Biopolymer-based nanoparticles (NPs) have attracted booming interests in drug and gene delivery^[1], device-based therapy, molecular imaging^[2], electronics and photonics^[3] as well as pharmaceutical applications due to their excellent biocompatibility and biodegradability. In particular, cationic polysaccharide chitosan (CS)-based NPs have shown particularly promising results in biological applications. For instance, chitosan NPs have been used as carriers for targeted delivery of anticancer drugs and poly-siRNA^[4], cell culture, and biosensor^[5]. Boronic acid can react with diols and saccharides to form the cyclic boronate esters, which have been widely used in boron-rich biopolymer-based NPs^[6]. Recently, novel boronic acid-rich chitosan NPs were successfully prepared and exploited for doxorubicin delivery^[7]. Although advantaged by good cellular uptake and improved stability, in practice, the properties of such phenylboronic acid-rich chitosan NPs were found to depend on the micro-phase structure and miscibility of different components in the NPs.
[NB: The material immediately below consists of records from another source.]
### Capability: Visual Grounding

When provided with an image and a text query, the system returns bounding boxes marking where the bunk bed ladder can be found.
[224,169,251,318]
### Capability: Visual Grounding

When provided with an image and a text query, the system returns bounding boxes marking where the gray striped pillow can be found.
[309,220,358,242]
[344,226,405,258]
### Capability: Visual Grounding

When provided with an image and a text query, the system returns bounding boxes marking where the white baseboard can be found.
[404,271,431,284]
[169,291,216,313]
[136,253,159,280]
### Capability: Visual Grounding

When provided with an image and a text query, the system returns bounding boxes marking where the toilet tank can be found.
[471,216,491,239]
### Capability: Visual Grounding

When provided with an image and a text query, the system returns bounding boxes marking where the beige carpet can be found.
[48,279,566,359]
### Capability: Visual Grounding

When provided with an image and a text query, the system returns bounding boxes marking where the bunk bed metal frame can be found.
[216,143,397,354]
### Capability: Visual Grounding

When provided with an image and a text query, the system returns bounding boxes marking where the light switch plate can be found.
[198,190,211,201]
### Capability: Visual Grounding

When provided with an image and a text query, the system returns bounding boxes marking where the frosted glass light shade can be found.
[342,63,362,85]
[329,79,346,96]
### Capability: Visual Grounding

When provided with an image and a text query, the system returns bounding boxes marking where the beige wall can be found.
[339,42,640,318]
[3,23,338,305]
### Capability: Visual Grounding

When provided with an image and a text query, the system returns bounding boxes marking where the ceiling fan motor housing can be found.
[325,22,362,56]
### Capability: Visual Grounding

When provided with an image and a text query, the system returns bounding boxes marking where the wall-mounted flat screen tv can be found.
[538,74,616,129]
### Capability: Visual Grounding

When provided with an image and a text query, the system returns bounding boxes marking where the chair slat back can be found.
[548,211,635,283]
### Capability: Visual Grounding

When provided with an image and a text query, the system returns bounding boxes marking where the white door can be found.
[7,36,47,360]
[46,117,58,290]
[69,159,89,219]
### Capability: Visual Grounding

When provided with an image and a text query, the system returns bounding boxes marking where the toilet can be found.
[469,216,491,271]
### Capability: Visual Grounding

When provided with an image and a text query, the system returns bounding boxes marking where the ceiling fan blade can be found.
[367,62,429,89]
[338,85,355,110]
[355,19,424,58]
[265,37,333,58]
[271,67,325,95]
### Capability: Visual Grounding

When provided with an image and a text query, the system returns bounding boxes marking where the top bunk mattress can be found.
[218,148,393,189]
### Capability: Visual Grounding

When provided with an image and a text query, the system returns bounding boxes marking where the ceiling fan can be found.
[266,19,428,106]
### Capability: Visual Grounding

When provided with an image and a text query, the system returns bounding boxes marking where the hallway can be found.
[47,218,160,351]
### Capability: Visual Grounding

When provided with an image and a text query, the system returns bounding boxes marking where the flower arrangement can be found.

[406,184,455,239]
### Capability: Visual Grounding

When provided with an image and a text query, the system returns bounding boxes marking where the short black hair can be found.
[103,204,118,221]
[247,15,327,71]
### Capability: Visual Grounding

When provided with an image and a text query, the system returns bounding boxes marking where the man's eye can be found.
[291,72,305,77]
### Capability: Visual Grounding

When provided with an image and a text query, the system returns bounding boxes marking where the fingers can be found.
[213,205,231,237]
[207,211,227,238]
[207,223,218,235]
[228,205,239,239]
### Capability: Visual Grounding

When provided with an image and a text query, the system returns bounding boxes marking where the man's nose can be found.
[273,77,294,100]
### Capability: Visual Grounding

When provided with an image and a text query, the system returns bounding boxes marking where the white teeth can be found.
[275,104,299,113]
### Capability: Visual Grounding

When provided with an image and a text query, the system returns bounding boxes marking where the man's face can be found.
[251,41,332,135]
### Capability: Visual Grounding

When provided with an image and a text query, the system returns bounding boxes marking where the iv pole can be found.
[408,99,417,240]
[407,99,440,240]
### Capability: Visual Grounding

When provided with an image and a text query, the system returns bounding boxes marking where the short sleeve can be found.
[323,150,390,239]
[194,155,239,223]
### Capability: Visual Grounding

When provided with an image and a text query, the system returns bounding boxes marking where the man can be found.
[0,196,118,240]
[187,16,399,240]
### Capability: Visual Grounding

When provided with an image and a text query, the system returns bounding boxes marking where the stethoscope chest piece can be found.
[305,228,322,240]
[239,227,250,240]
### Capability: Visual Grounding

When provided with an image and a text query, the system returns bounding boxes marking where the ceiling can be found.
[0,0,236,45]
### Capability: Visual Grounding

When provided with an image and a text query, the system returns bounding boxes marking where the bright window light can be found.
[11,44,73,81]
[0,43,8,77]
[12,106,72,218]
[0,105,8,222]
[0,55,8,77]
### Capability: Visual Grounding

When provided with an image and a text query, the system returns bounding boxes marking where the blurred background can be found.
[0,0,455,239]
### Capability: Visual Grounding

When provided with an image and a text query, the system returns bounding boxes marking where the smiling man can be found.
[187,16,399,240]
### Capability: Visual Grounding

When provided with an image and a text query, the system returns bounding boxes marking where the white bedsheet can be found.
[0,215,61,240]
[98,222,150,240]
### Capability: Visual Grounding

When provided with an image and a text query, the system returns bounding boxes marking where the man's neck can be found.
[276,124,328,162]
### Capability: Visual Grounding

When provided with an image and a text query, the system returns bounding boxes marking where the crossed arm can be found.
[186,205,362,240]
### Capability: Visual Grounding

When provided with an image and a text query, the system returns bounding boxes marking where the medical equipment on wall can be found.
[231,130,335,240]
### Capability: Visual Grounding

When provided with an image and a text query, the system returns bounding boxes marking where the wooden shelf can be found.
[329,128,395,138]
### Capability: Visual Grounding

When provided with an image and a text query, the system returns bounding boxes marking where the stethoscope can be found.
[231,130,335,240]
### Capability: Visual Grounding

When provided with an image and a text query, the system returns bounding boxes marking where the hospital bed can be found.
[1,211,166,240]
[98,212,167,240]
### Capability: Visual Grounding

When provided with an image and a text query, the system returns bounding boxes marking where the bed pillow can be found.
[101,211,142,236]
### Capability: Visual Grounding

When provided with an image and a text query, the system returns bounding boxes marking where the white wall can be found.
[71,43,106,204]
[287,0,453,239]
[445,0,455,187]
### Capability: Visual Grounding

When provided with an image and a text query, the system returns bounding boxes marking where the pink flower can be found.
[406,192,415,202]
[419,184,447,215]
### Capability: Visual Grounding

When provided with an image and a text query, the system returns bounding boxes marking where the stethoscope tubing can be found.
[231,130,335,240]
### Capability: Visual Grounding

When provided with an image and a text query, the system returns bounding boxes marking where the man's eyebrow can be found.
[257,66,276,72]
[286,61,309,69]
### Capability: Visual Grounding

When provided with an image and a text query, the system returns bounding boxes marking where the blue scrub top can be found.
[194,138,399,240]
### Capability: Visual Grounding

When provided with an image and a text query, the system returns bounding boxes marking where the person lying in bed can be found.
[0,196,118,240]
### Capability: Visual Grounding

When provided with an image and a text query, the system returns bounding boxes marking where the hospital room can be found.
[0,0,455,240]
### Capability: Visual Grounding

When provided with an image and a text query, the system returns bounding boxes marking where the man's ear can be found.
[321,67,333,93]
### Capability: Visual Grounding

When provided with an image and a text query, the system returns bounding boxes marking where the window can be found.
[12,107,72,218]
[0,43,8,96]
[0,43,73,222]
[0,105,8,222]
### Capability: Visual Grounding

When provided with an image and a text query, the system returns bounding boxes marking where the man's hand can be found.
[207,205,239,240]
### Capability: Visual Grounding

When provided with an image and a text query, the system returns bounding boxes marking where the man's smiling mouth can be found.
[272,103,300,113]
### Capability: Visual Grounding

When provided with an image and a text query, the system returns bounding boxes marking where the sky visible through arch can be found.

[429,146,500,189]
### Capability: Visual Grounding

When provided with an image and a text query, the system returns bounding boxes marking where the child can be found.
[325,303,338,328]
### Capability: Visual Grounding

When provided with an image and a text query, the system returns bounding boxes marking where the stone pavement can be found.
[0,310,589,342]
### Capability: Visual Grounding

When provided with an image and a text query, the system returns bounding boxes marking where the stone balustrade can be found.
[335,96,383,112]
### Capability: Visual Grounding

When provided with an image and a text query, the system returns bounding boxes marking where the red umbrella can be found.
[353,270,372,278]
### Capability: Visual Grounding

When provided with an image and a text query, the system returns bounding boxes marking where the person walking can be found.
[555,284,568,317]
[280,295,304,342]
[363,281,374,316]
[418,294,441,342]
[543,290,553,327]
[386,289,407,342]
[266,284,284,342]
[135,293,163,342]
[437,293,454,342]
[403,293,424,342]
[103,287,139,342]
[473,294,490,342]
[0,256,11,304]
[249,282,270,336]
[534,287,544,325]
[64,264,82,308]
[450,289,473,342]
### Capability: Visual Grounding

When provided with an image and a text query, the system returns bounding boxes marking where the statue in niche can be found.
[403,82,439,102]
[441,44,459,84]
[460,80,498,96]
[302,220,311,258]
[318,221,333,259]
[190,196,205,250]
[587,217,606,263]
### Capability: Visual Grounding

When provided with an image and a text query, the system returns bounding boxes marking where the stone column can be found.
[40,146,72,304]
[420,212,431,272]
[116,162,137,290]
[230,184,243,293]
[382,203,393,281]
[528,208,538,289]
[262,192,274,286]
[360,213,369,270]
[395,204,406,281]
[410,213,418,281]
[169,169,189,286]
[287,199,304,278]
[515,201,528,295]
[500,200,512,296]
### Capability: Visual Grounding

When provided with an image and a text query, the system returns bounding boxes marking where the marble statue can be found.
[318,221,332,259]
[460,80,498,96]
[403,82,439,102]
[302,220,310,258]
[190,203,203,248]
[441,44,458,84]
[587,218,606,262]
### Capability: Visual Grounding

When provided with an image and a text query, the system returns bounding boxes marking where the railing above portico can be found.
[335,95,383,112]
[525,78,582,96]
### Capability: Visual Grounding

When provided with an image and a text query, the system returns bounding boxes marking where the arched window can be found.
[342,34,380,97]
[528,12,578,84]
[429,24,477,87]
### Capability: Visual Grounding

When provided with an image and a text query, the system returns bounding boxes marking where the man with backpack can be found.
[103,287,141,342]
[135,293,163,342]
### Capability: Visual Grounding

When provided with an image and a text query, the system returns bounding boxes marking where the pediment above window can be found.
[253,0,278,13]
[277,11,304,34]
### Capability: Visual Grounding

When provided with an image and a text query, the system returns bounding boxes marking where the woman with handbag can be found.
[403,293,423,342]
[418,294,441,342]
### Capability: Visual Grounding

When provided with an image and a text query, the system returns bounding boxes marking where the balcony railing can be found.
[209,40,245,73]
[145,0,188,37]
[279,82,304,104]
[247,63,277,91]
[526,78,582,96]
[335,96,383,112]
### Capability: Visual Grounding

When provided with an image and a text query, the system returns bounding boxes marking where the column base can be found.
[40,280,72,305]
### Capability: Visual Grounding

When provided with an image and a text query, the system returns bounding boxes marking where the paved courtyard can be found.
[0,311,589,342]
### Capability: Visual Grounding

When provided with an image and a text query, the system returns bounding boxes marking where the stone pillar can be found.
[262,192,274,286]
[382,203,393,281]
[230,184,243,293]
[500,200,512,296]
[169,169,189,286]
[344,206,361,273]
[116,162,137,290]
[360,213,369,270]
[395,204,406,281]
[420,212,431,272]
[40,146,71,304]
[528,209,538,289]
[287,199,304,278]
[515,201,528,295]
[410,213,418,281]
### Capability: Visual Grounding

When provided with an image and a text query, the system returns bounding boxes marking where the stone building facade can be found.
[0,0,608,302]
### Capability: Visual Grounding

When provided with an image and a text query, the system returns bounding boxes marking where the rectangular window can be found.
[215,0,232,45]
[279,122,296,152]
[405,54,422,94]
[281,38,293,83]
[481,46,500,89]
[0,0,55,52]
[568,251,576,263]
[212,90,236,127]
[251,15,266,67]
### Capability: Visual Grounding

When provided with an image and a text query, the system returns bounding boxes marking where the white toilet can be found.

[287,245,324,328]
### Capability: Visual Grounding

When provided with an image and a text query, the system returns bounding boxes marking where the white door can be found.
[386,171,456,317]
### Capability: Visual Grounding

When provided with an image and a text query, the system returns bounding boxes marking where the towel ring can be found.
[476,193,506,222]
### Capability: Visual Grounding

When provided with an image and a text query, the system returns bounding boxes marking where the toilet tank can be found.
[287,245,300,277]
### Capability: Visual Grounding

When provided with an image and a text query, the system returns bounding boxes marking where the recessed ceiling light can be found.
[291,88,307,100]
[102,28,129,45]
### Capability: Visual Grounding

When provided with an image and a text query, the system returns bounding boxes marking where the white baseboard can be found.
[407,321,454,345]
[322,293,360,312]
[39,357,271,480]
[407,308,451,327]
Moreover, the particle size, nanostructure, and blend morphology of NPs are of great importance for practical applications. For example, in respect of organic solar cell applications, the dimension of phase separation must be in the range of the exciton diffusion length, commonly a few tens of nanometers. Thomas et al ^[8]. utilized miniemulsion process to blend polymers in each individual nanoparticle so that the dimension of phase separation may be controlled in a range similar to the particle size. However, relevant study on detailed information of the structure and inter-polymer miscibility of these chitosan-containing NPs was scarce. Thus, understanding the nanostructure and miscibility between polymer and biopolymer of the NPs is crucial for practical applications of these materials.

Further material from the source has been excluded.